Summer courses at the University of Washington end in late August, and Fall courses don’t begin until late September.  This leaves roughly a month in which nothing much happens.  In September 2001, I was living in “The House of Fun,” a group house that then included three graduates students, an undergraduate, and a couple of young professionals.  One of the young professionals was in between jobs (I mean this in the good sense of the term) and one of the graduate students was djw.  The three of us had a void, which we filled with beer, Law and Order, naps, and useless chatter.  At the time, I was in the end stages of a long distance relationship that had lasted about six years, and I was periodically trying to pound away at my dissertation.  Prospects, as they say, were hazy.
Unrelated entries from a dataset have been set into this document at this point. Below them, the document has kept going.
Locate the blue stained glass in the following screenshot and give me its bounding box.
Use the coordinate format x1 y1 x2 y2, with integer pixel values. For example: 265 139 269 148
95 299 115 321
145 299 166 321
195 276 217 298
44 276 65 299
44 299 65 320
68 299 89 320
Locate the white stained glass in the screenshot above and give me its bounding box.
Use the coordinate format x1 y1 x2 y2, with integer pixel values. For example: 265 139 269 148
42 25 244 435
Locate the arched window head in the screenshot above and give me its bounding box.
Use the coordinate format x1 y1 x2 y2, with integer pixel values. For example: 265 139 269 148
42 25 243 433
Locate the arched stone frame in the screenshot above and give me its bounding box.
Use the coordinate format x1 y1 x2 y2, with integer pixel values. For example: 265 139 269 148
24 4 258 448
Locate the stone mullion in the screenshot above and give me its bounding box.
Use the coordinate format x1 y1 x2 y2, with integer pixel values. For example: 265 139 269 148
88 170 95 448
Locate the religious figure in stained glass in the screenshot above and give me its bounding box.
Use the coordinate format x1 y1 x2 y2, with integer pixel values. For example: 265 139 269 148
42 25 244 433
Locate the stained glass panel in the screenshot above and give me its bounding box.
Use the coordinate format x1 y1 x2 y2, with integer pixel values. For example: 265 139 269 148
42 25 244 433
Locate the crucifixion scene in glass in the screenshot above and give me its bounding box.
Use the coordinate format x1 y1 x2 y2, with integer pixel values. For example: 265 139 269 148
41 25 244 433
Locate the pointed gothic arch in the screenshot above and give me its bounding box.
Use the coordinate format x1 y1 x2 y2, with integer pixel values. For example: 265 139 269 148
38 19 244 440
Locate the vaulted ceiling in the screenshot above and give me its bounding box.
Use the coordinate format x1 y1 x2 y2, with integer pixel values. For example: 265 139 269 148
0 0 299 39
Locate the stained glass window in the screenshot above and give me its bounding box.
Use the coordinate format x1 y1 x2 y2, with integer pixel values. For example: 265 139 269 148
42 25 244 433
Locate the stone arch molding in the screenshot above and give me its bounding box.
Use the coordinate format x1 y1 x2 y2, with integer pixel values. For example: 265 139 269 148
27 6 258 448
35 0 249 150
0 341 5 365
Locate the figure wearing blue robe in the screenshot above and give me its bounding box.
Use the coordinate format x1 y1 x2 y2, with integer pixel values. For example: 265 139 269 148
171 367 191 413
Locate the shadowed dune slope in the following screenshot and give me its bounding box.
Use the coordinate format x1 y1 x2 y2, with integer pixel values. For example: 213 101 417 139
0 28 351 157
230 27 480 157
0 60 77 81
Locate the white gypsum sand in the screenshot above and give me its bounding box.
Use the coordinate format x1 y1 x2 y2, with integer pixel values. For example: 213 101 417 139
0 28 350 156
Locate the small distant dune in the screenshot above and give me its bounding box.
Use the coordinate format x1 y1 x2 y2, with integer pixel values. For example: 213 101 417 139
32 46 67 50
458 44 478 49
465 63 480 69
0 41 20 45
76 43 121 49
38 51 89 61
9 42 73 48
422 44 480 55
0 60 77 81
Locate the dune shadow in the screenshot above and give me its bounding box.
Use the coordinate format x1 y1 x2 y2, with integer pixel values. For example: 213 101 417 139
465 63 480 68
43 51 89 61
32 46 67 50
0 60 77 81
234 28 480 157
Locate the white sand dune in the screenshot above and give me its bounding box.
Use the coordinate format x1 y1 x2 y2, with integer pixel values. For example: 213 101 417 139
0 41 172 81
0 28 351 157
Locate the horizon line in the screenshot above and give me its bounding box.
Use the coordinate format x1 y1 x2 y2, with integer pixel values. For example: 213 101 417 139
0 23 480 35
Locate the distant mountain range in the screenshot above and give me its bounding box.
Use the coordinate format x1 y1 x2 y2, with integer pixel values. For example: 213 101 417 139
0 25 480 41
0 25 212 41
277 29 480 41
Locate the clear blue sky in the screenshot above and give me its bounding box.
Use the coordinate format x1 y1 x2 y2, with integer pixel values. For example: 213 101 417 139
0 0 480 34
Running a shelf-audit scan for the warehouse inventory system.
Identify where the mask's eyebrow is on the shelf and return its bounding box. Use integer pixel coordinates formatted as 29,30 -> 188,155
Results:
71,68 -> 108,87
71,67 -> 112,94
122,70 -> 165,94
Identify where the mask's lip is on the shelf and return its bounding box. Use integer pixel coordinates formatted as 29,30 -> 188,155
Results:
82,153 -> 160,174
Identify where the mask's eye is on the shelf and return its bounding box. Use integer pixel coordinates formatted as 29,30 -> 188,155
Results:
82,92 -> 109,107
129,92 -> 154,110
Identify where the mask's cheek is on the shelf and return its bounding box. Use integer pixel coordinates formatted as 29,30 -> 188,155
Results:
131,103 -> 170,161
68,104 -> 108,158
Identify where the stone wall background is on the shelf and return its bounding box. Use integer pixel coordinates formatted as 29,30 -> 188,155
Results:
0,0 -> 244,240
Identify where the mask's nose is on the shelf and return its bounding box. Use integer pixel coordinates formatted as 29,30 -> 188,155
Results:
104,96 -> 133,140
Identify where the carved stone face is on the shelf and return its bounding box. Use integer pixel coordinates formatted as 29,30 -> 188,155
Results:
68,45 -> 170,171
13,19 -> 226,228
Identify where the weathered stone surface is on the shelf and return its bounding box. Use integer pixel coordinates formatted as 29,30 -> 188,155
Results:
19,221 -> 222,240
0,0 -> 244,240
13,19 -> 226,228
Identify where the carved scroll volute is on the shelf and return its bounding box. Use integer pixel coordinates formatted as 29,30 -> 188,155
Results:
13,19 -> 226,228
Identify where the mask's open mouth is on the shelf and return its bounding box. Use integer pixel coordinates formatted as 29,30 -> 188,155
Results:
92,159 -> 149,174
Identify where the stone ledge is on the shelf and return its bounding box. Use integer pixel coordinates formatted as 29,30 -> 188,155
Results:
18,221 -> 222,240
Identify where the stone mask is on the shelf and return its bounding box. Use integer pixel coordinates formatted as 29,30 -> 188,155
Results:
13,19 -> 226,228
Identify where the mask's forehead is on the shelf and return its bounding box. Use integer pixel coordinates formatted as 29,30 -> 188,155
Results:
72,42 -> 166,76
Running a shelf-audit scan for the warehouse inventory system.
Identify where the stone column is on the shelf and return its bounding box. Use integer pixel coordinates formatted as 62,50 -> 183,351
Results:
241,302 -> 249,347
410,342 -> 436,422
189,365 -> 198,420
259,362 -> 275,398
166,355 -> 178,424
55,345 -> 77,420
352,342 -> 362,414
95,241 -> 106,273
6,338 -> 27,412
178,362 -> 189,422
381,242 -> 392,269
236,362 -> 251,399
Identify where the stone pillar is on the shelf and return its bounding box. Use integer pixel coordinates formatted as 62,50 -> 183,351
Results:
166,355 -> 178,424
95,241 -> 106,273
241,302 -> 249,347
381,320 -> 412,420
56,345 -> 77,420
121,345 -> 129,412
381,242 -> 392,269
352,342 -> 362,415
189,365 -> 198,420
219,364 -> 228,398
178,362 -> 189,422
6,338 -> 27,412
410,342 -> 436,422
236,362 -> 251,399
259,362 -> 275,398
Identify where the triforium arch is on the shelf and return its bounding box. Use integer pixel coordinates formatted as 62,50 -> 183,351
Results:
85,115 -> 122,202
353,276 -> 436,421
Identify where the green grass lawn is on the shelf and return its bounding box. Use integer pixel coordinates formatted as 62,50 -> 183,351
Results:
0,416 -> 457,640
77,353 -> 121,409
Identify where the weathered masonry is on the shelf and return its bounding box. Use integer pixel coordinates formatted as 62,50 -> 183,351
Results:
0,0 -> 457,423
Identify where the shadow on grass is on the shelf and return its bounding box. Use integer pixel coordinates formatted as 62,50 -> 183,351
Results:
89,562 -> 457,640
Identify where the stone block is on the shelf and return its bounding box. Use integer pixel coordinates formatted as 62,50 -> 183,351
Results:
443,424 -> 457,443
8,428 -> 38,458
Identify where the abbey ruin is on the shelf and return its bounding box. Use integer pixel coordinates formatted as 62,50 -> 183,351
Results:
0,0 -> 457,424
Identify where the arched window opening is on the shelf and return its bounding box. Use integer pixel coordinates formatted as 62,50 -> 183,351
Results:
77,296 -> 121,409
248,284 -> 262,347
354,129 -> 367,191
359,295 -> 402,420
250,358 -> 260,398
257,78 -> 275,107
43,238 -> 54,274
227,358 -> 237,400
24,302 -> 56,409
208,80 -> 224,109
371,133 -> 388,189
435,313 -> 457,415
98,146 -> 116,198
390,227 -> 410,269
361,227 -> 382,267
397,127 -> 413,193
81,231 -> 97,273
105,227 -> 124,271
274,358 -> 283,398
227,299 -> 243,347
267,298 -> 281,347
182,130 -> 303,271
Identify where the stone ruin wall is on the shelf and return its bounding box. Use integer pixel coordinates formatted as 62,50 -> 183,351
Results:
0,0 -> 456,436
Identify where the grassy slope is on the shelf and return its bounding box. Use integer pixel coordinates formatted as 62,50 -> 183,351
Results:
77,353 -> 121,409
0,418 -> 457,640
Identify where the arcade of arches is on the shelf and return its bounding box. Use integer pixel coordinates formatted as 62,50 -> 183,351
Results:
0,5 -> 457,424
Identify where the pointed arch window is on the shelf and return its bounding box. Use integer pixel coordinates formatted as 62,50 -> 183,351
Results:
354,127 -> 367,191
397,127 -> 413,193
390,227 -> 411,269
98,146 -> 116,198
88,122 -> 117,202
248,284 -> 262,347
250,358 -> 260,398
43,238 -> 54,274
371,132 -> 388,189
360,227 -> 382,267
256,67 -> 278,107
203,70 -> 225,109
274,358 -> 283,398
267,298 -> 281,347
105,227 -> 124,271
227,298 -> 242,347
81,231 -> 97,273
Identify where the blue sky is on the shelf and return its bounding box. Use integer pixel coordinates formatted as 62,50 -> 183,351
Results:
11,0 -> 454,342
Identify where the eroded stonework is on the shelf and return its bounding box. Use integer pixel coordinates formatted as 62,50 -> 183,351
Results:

On the morning of, one of my roommates started banging on my door at 6:30am, crying and screaming about building falling down.  This was after the second plane hit, so all I ever saw were replays.  I can’t remember whether the plane had hit the Pentagon yet.  We watched CNN for awhile, then I woke up the rest of the house (7am was pretty early even for the gainfully employed members of the House of Fun).  The undergrad, notably, went back to bed.  The rest of us watched, until each of us had to meet whatever commitments we had that day.  I remember calling my long term, long distance girlfriend at around 9ish (she lived in Massachusetts), and I remember calling Scott around 10:30 or so; I must have called my dad as well. I had agreed to help a friend move, and I have ever since been deeply thankful for the two hours respite from watching the aftermath of the attack.  She treated us to lunch at Kidd Valley; I had the Double Bacon Burger and fries.  In retrospect, I think I should I have gotten the large chocolate shake as well.  I recollect that we agreed that there would be a war, and that Afghanistan would be the target; I can’t remember why we were relatively certain that the attack had come from Bin Laden.

And then I went home, and basically didn’t leave the living room for four days, except for the essentials.  djw, my friend Aaron, and myself had essentially become accustomed to watching TV all the time for the previous two weeks, and it’s what we had all expected to do for the next two. This… was not healthy.  We didn’t drink, and we didn’t smoke; I think that all of us were too worried about how we might react.  For some reason, we had an old poster of the twin towers in the basement, pictured at four different times of day.  It went up immediately, and stayed up for a couple of years.

What changed for me, personally? I don’t really know.  I have to wonder whether I would have finished my dissertation if September 11 hadn’t happened.  There was an element of straight (if only half-conscious) calculation to this; it became apparent in a very short period of time on the morning of September 11 that there was going to be a market in political science for scholars focusing on security studies.  The policies undertaken by the Bush administration in response to 9/11 reinforced this, of course.  Without 9/11… I don’t know.  My topic was already chosen, and while I had a general feeling on the morning of 9/11 that political science had failed as a discipline, I didn’t expect my own work to be transformative or have an impact that would be important in policy terms.  I don’t know that I would have been able to generate enough optimism about my career prospects to go to the trouble of finishing my dissertation.  Later on, in context of Bush administration security and military policies, things would be different.  And so in this very measured sense, 9/11 may have had a very real impact on my life.

Much later, I discovered that my future wife had also been in Seattle on September 11.  She had flown across country to take a deposition in Bellevue, and was stuck for several days when air traffic was suspended.  To make it that much odder, we also discovered that my future boss was in Seattle on September 11, touring various Boeing facilities.  None of us had the faintest notions of each others existence, but we were all there.